Unquarantine Your Muscles
Backpacker|July - August 2021
Your body may have changed during a year of staying home. And even if your physical fitness has remained constant, your neurological connections may have weakened from a lack of stimuli. It’s time to shake off the sluggishness with this workout designed to get your body moving. Include it in your exercise routine every other week.
By Kaelyn Silva

1) Forward and Reverse Skip

Skip forward 20 yards (about 25 paces), then skip backward to your starting point. Repeat three times.

2) 20 Wide-Base Crossover Toe-Touches

Stand with your feet just wider than your shoulders. Lift your arms so that they are parallel to the ground. Bend and twist at the waist, touching your right foot with your left hand. Return to start. Repeat by touching your left foot with your right hand.

3) 20 Jumping Jacks

4) 20 Standing Torso Rotations (per side)

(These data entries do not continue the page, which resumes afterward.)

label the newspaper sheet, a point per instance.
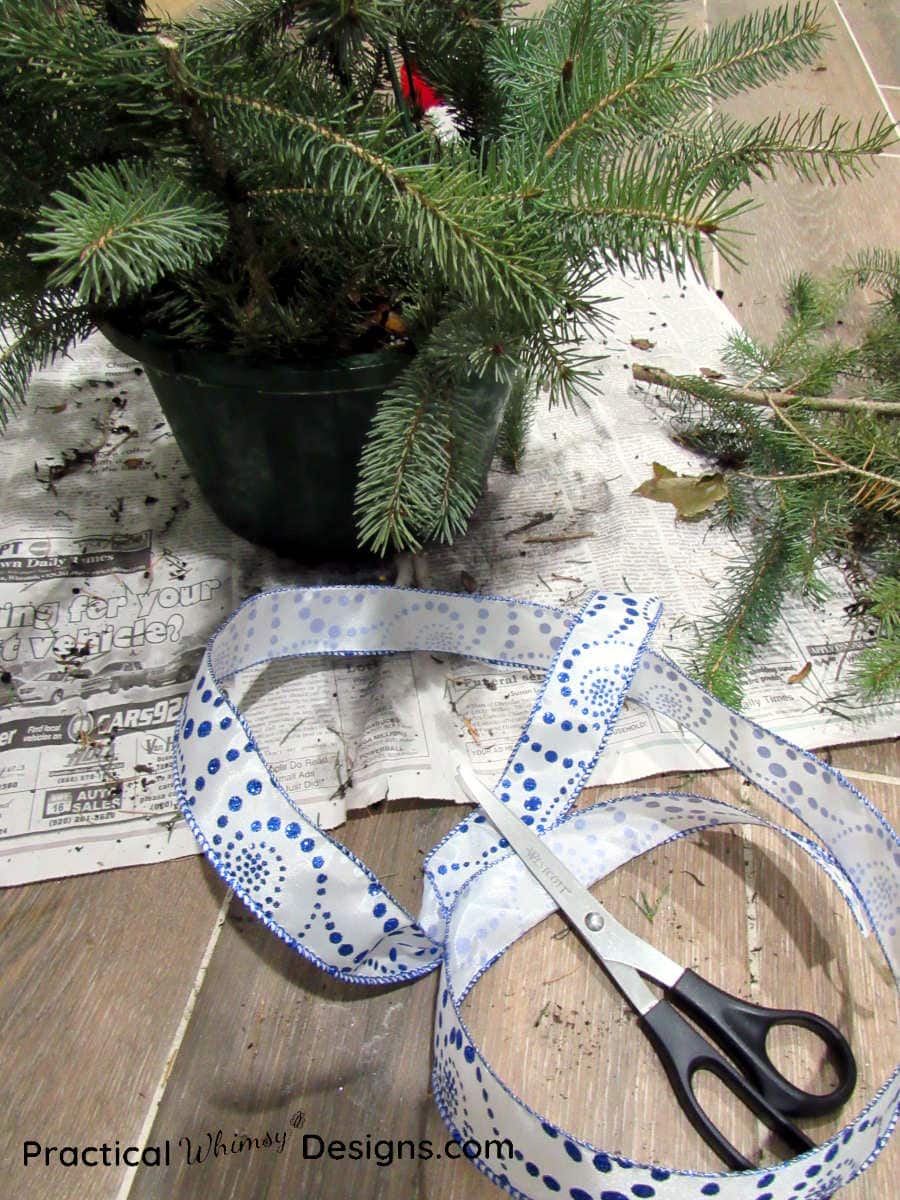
(114, 574)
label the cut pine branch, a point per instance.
(695, 385)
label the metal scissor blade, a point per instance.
(621, 952)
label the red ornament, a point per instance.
(419, 93)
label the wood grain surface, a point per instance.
(142, 1006)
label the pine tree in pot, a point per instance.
(256, 196)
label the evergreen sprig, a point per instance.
(808, 432)
(252, 179)
(127, 229)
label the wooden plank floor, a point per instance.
(144, 1005)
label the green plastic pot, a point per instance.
(275, 447)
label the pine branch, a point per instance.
(443, 207)
(49, 330)
(747, 616)
(756, 49)
(131, 227)
(696, 385)
(201, 130)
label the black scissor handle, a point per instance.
(741, 1029)
(683, 1051)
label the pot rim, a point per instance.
(215, 369)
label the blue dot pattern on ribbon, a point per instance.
(312, 893)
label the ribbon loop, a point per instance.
(478, 899)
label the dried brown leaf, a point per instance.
(690, 495)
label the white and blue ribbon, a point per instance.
(479, 898)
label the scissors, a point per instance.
(736, 1026)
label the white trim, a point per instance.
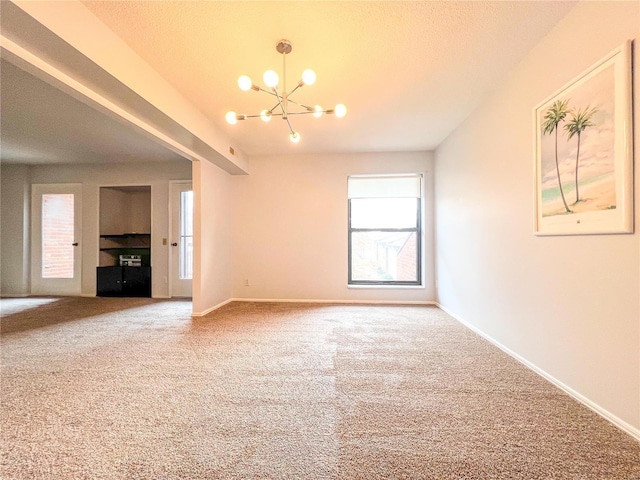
(327, 301)
(621, 424)
(392, 287)
(209, 310)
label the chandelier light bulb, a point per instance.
(309, 77)
(265, 115)
(244, 82)
(294, 137)
(271, 78)
(231, 118)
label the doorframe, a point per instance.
(35, 277)
(172, 185)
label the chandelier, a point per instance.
(283, 99)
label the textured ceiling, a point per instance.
(409, 72)
(41, 124)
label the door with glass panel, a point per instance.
(181, 239)
(56, 258)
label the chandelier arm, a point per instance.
(260, 89)
(288, 113)
(289, 123)
(302, 105)
(280, 103)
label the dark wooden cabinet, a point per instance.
(124, 281)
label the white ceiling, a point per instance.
(409, 72)
(40, 125)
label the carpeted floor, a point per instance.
(98, 388)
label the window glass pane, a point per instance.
(186, 235)
(384, 213)
(384, 256)
(57, 235)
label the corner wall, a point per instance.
(212, 237)
(290, 233)
(567, 305)
(14, 233)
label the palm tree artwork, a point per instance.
(580, 121)
(556, 114)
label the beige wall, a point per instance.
(14, 232)
(568, 305)
(290, 230)
(213, 222)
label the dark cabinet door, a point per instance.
(136, 281)
(124, 281)
(109, 281)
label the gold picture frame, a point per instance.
(584, 152)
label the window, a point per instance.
(385, 215)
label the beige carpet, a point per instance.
(103, 388)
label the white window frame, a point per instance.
(418, 229)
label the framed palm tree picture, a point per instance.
(584, 152)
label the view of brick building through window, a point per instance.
(385, 256)
(57, 235)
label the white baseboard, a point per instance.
(346, 302)
(289, 300)
(621, 424)
(209, 310)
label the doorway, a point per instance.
(181, 239)
(56, 227)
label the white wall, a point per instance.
(14, 232)
(568, 305)
(92, 177)
(212, 237)
(290, 231)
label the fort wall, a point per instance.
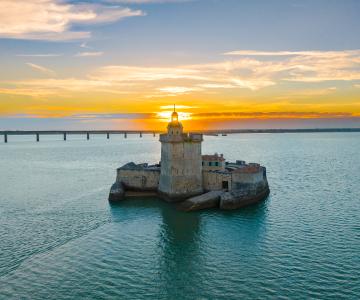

Stand with your feet just wider than your shoulders and lift your arms, bending your elbows at right angles with your hands in line with your ears. Bring your left knee toward your right shoulder while bringing your right elbow toward your left knee. Return to the starting position and repeat on the opposite side. Be careful not to bend forward at the spine.

At the end of this warm-up, you should be on the verge of sweating, breathing faster than when you began, and feeling more alert. Add more reps if you don’t feel sufficiently loosened up.